Die Untersuchung basiert auf der Frage, „Wie kommt es, daß die Leitmedien unseres Landes sowie alle Fernsehsender mit Millionenreichweite an ihrem Linkskurs festhalten, obwohl sich ihre Auflagen und Einschaltquoten im Sinkflug befinden?“. Denn marktwirtschaftlich gedacht, müßten die arrivierten Medien aufgrund sinkender Einnahmen ihre Strategie überdenken. Davon ist im deutschen Haltungsjournalismus allerdings nichts zu spüren. Vielmehr scheint es so, daß neue Konkurrenz durch den Vorwurf der Fake News weggebissen wird. Woran liegt das und wie endet das? Schreiben sich unsere Medien gerade selbst voller Übereifer in den Ruin? Oder erleben wir gerade die langsame Geburt tatsächlicher Staatsmedien, die mit Subventionen über Wasser gehalten werden?

Weiters geht es in dem Heft um die Wirksamkeit von Werbung, es geht kurz um parteinahe Stiftungen als Kaderschulen von Journalisten und um Alternativmodelle zum westlichen Parteienstaat.

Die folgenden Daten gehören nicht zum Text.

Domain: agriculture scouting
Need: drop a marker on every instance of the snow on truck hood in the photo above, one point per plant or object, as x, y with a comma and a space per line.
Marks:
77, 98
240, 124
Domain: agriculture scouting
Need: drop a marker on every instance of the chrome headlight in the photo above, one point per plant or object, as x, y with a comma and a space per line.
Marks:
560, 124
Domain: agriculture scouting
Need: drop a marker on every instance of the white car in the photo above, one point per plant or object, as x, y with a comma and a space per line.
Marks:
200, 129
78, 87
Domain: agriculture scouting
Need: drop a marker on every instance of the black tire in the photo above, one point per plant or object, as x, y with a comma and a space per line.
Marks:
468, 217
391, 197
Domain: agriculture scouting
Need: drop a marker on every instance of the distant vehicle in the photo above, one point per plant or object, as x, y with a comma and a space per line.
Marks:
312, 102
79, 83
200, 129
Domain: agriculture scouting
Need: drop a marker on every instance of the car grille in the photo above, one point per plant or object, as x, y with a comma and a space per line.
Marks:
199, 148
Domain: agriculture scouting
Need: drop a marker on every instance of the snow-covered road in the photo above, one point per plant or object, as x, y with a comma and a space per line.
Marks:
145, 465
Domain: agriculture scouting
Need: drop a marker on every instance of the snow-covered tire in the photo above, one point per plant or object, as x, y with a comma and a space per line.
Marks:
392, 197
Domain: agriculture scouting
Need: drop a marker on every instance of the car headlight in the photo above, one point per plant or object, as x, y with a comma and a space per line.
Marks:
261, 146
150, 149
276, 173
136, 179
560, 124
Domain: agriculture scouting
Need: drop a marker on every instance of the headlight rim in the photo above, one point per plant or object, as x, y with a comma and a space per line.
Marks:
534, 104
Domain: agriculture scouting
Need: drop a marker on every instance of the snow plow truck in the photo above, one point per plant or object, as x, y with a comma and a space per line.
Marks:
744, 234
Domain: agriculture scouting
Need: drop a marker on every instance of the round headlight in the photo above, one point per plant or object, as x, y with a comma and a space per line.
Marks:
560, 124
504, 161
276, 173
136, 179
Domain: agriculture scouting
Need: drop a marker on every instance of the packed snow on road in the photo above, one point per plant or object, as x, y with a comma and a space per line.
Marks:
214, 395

Ebenfalls zu lesen sind Buchbesprechungen von „Angst und Macht – Herrschaftstechniken der Angsterzeugung in kapitalistischen Demokratien“ von Rainer Mausfeld und Michael Esders „Sprachregime: Die Macht der politischen Wahrheitssysteme“ mit Rückgriffen auf Foucaults Vorlesungen, besonders „Die Ordnung des Diskurses“ von 1970.